Aktuelles | 08.2026
Am 29. Juli hat das Bundeskabinett die EEG-Novelle und das Netzanschlusspaket beschlossen
Im letzten Update habe ich noch geschrieben: „Die EEG-Novelle lässt auf sich warten.“ Das Warten ist vorbei. Am 29. Juli hat das Bundeskabinett die EEG-Novelle und das Netzanschlusspaket beschlossen – und damit das Ende einer Ära eingeläutet, die 2000 mit dem EEG begann.
Was drinsteht, ist im Kern das, was sich seit Monaten abgezeichnet hat: Die feste Einspeisevergütung über 20 Jahre läuft für Neuanlagen aus. Wer ab 2027 baut, bekommt für rund drei Jahre noch eine feste Übergangszahlung – etwa 1 Cent pro kWh unter den heutigen Sätzen, danach heißt es Direktvermarktung oder maximaler Eigenverbrauch.
Die Schwelle, um überhaupt noch eine Übergangszahlung zu bekommen, sinkt Jahr für Jahr: 2027 sind noch Anlagen bis 50 kWp dabei, danach wird der Kreis enger. Bestandsanlagen behalten ihre zugesicherte Vergütung, und wer noch in diesem Jahr in Betrieb nimmt, sichert sich die aktuelle Förderlogik für 20 Jahre.

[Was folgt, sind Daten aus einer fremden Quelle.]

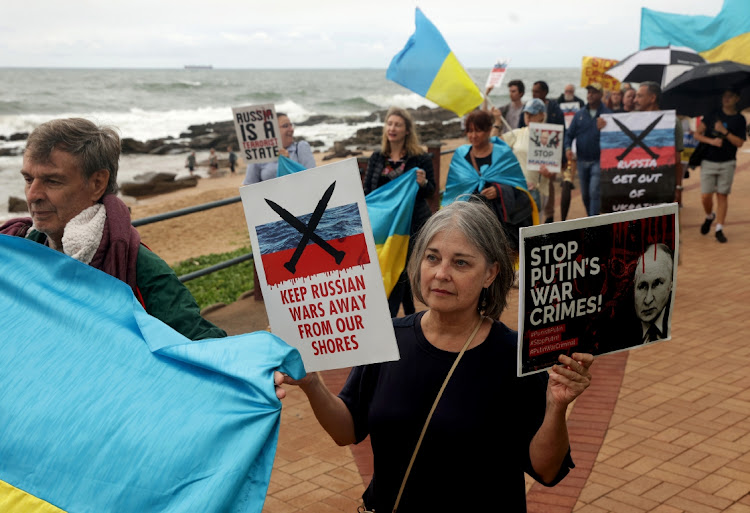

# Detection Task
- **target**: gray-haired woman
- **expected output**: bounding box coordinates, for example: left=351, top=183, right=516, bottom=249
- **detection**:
left=276, top=201, right=593, bottom=512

Wichtig bleibt: Beschlossen hat bisher das Kabinett, nicht der Bundestag. Nach der Sommerpause folgen Parlament, Bundesrat und die beihilferechtliche Genehmigung aus Brüssel – bis Ende 2026 soll alles durch sein, weil dann die EU-Genehmigung für das alte Fördersystem ausläuft. Es kann also noch zu Änderungen kommen!
Der nun vorgelegte Gesetzentwurf wurde und wird viel diskutiert. Die Folgen: schwer abschätzbar. Eine PV-Anlage im Eigenheim braucht zwar grundsätzlich keine garantierte Vergütung über 20 Jahre mehr um sinnvoll zu sein, dennoch hat das EEG in seiner bisherigen Form massiv dazu beigetragen, den PV-Zubau im Eigenheim auf einem stabilen Niveau zu halten.

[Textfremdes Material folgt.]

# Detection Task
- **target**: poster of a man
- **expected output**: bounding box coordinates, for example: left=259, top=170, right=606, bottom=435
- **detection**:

Damit PV-Anlagen auch nach dem neuen EEG wirtschaftlich bleiben braucht es mehr elektrische Verbraucher, größere Speicher sowie eine intelligente Steuerung für Wärmepumpe, Klimaanlage und E-Ladestation. Gleichzeitg müssen die Kosten für die Direktvermarktung runter. Den Trend zu Systemen sehen wir schon lange, jetzt wird es essenziell.
Aktuell gehen wir davon aus, dass es nun in der zweiten Jahreshälfte einen deutlichen Nachfrageanstieg geben wird. Installateure werden das als erste spüren, denn viele Endverbraucher*innen werden sich die auf 20 Jahre festgeschriebene Einspeisevergütung sichern wollen, einfach weil es sie danach nicht mehr gibt!

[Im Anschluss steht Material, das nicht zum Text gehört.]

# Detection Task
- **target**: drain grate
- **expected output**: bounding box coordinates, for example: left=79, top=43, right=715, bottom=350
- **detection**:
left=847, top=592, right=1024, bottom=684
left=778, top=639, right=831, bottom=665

Dadurch dürfte auch schon jetzt klar sein, dass es im neuen Jahr zu einer Delle im Eigenheimsegment kommen wird, da sich der Markt erst wieder an den neuen Standard gewöhnen muss. Es ist also Vorsicht geboten.
Müssen wir ein Szenario wie 2013 befürchten, als der Markt nach dem Absenken der Einspeisevergütung um 75% eingebrochen ist? So dramatisch wird es wohl nicht werden, aber es ist klar, dass sich die Branche wieder einmal neu erfinden muss. Das EEG ist tot, lang lebe die Direktvermarktung und der Eigenverbrauch! Jetzt dreht sich alles um die Kombination aus PV, Speicher, Wärmepumpe, Klimatechnik und Ladestation.
Wer sich noch nicht damit beschäftigt, sollte jetzt damit anfangen, ansonsten wird es nächstes Jahr richtig schwer. Installateure und Hersteller, die heute schon voll auf gesamtheitliche Lösungen setzen, werden nächstes Jahr die Nase vorne haben.
Parallel dazu entsteht derzeit ein riesiger Markt für Gewerbespeicher und in den nächsten Jahren laufen etwa eine Million PV-Anlagen aus der alten, 20-jährigen Vergütung. Der Großteil dieser Anlagen wird weiterbetrieben oder erneuert und geht damit direkt in die Direktvermarktung oder den Eigenverbrauch.
Die entsprechende Umrüstung, Modernisierung und Ergänzung um Stromspeicher bietet erhebliche Chancen für Industrie und Installateure. An den Zubauzahlen lässt sich das zum Teil schon ablesen.